9.2 Forwards, Futures, and Swap Basics

Key Takeaways

  • Forwards and futures create similar economic exposure but differ in standardization, clearing, settlement, and counterparty risk.
  • A long forward or futures position benefits when the underlying price rises above the contract price.
  • Futures use margin accounts and daily settlement, which changes cash flow timing and reduces credit exposure.
  • A swap is a series of forward-like exchanges, often used to transform interest rate, currency, or commodity exposure.
  • The notional amount sets the scale of many derivative cash flows but is usually not exchanged in a plain interest rate swap.
Last updated: May 2026

Forward contracts

A forward contract is a private agreement to buy or sell an underlying at a future date for a price set today. The long agrees to buy. The short agrees to sell. At expiration, the long gains when the spot price is above the forward price and loses when the spot price is below it.

The expiration payoff to a long forward is approximately spot price at expiration minus forward price. The payoff to the short is the opposite. This symmetry is important. For every gain on one side, there is an equal loss on the other side, before transaction costs and credit losses.

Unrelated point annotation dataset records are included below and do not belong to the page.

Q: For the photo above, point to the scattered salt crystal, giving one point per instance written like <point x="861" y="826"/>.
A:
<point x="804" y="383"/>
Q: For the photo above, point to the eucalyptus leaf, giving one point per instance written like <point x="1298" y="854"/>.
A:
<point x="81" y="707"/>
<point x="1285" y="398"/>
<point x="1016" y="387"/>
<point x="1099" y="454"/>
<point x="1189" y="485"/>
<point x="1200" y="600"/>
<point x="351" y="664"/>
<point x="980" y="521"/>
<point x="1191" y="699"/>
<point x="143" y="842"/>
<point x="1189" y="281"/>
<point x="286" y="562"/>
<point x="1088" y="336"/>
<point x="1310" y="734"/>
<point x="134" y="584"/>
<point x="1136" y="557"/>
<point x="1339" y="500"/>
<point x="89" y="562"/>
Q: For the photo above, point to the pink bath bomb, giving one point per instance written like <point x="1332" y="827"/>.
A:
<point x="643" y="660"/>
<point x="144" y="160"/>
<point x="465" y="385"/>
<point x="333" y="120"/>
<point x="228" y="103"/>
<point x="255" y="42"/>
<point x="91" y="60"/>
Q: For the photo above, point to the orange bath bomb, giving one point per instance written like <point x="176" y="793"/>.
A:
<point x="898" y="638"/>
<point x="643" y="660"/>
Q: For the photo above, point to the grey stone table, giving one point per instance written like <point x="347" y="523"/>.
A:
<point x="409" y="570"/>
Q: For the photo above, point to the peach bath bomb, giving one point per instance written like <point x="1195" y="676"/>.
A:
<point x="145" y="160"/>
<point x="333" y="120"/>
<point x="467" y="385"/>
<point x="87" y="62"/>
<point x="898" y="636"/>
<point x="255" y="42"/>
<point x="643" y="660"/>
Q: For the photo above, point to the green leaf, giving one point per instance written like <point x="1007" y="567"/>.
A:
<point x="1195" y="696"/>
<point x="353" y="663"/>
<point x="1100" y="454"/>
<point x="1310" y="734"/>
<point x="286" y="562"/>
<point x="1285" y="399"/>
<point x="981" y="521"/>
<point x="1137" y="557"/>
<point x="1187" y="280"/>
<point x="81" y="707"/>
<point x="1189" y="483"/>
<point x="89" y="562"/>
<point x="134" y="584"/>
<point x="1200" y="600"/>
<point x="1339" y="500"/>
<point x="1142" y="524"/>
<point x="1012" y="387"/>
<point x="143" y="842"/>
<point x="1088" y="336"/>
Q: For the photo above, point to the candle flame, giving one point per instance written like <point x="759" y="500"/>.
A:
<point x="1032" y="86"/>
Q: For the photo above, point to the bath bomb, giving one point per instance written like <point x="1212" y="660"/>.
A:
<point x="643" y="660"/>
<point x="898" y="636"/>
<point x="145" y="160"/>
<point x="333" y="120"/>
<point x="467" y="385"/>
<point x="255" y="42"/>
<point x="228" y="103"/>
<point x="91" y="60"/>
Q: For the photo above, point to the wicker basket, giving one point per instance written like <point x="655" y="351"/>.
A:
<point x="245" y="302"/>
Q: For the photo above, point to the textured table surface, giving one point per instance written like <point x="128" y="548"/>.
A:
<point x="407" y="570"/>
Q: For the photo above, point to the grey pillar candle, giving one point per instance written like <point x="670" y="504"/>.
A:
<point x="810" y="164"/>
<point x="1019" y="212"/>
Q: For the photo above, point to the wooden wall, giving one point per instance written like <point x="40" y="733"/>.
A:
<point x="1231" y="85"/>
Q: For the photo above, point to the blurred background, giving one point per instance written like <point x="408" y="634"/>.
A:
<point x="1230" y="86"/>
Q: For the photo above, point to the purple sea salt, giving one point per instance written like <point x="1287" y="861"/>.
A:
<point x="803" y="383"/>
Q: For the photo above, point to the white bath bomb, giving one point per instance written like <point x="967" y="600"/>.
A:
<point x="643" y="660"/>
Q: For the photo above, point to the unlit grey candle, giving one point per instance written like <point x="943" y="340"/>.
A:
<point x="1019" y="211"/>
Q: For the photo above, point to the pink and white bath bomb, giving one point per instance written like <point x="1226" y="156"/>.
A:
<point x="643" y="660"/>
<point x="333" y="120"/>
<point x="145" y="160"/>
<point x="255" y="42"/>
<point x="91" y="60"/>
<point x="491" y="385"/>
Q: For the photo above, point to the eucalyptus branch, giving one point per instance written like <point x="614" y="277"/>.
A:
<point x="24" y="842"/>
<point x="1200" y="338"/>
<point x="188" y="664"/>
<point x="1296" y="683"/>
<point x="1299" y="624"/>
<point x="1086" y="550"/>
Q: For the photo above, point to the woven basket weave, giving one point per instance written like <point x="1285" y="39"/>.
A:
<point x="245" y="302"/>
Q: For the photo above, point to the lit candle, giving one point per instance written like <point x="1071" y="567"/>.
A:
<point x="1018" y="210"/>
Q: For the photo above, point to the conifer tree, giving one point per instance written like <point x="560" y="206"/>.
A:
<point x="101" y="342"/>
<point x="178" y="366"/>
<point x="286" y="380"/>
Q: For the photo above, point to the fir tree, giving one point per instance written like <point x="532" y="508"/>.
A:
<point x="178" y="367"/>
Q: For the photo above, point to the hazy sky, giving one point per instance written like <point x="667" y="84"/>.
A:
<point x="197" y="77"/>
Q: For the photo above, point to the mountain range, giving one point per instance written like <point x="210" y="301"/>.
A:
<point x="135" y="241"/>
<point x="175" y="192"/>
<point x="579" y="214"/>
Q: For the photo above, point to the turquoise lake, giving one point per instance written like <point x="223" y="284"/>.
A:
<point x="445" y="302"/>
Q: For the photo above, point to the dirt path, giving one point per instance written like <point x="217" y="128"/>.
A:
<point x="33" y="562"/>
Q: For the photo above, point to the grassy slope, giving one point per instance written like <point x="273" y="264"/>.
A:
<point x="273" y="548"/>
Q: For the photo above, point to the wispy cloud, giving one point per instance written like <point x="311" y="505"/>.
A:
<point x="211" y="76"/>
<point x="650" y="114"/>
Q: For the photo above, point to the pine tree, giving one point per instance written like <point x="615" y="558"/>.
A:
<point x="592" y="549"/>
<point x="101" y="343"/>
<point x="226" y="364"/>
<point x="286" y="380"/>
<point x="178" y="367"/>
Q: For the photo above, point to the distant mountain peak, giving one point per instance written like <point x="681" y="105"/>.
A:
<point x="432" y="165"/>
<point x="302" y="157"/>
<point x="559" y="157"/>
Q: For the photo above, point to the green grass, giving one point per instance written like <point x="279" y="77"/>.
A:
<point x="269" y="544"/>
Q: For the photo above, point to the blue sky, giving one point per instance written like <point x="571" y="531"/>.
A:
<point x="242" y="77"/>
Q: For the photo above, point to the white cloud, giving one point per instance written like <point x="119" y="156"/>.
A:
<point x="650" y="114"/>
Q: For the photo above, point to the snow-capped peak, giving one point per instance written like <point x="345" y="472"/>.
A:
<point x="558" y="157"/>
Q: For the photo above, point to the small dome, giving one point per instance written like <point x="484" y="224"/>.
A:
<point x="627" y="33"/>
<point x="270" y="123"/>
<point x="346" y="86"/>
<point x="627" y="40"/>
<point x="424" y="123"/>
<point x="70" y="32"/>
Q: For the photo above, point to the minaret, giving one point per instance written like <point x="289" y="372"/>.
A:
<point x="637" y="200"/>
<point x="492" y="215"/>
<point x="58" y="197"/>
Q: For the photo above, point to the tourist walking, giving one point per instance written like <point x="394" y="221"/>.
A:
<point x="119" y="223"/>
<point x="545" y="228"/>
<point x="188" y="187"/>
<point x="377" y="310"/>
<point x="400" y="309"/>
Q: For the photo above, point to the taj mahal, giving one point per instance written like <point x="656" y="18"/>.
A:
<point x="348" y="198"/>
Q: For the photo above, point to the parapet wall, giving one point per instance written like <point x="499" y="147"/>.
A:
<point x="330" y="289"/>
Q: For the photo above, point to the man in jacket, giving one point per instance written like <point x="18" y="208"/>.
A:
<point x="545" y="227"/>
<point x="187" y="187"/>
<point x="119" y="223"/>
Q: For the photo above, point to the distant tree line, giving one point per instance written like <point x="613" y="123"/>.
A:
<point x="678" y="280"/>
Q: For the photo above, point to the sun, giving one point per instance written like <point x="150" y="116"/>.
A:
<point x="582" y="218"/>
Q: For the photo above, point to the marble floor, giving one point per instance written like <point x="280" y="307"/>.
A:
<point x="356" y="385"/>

Forwards are usually OTC contracts. They can match the exact date, amount, currency, quality, and settlement terms needed by the parties. The weakness is counterparty risk. If the contract has become valuable to one side, the other side may fail to perform.

Futures contracts

A futures contract is a standardized forward commitment traded on an exchange. The exchange specifies contract size, underlying quality, delivery or cash settlement rules, expiration months, and trading procedures. A clearinghouse becomes the buyer to every seller and the seller to every buyer.

Futures positions are marked to market daily. Gains and losses are credited or debited through margin accounts as prices change. Initial margin is posted to open a position. Maintenance margin is the minimum balance that must be maintained. A margin call requires the trader to add funds when the balance falls too low.

Daily settlement reduces accumulated credit exposure. A losing trader pays losses as they occur rather than waiting until expiration. This does not remove market risk, but it makes default less likely to build silently over the life of the contract.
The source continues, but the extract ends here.